The tall, tousled stranger smiled at me and I felt as though I’d passed some kind of minor test. As he gently hauled me to my feet, I took note of the remnants of a summer tan which was so lightly toffee-coloured I felt the urge to lick it. As he held my shoulders to steady me, I caught an aroma of limes and salt and possibly cinnamon.
Now that I was face to face with him, I could see that he had inquisitive eyes, a mane of gold-flecked hair and an aquiline nose which gave him the look of a Roman god. I controlled an overwhelming urge to cry ‘Take me to Apollo!’ His caramel skin and hazel eyes fringed with curly eyelashes made him centrefold handsome, in a slightly bohemian, aristocratic, world-weary way.
‘Why thank you, kind sir,’ I said in my friendly, flirty voice, which sounded slightly false from disuse. It was a ridiculously Jane Austenesque comment, since my dress was covered in grass stains, my knees were smeared in dirt and I possibly had dog turd in my hair.
The stranger then did the most surprising thing. He kissed my hand. Or, rather, breathed hotly on to it, head slightly bowed. The Sir Lancelot gesture made me laugh out loud, but it was also irrationally pleasing.
‘Sorry. But you don’t often encounter behaviour like that on the capital’s prison forecourts.’ I laughed, a little flustered.
‘Sometimes I forget to hide my dark secret – a private-school past. Bryanston . . . Alternative boarding school for pampered poshies,’ he explained, in case I didn’t know. ‘I think I saw you the other day. On the Tony Benn Estate.’ He looked me up and down, quite slowly. ‘Not your natural habitat, I’d say.’
‘Absolutely. My mother says that a London council estate is not a good place to go if you have money, jewellery or a vagina on you. Oops.’ The man had so unnerved me that the words had just blurted out of my mouth. Why did I only ever feel in control in court? I needed my wig and gown urgently. Perhaps I could have them surgically attached? But the glance he gave me was amused and, if I wasn’t mistaken, a little titillated.

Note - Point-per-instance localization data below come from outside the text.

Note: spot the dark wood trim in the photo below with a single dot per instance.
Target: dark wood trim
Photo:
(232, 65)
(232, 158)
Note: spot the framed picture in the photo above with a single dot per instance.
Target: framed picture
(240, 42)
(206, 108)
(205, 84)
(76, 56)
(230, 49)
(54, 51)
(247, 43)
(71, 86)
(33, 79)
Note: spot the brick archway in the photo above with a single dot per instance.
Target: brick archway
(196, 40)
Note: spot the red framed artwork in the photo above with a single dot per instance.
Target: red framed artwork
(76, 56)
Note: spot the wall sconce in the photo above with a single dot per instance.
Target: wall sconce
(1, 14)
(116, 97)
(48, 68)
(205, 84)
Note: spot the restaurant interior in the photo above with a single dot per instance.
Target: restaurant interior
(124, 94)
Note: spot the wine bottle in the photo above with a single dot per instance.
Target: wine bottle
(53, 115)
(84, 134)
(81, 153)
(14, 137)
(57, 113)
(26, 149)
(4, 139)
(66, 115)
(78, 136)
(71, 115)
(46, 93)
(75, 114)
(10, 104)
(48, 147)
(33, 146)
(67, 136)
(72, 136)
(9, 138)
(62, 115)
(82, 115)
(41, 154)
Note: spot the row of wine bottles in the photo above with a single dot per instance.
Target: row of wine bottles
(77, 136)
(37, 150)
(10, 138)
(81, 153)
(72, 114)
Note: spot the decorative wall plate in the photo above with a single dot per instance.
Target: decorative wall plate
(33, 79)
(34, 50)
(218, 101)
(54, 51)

The stranger then dusted off my knees – an activity which sent electric currents from my tonsils to my toes . . . and quite a few places in between. He next bent to pick up a motorcycle helmet, giving me a ringside view of his tightly muscled rear. I watched as he wiped grass off his hands on to the back of his jeans. Oh, lucky hands, I thought. He gave a warm smile, his whole face in it, especially his eyes. The smile made me want to touch his arm – or, better still, slide my hand over the delicious contours of his derrière.
He straddled a motorbike, which spluttered into life and vroomed away while he was still adjusting his helmet strap with one hand. As he was giving me an insouciant wave with the other hand, it could mean only one thing – he was steering with his genitalia.
‘Yowzah!’ my mother commented as the pulchritudinous Good Samaritan departed. ‘At the very least, I’d like to pash that man until there was nothing left but his helmet. How hot was
he?
’
‘Really? I didn’t notice.’
My mother raised a dubious brow. ‘Tilly, if you were a dog, you’d have been sitting on your hindquarters and hanging your tongue out.’
‘Don’t be ridiculous, Roxy. He saw me on the estate. He’s obviously some drug-dealer pimp type visiting one of his upper-class hookers in Holloway.’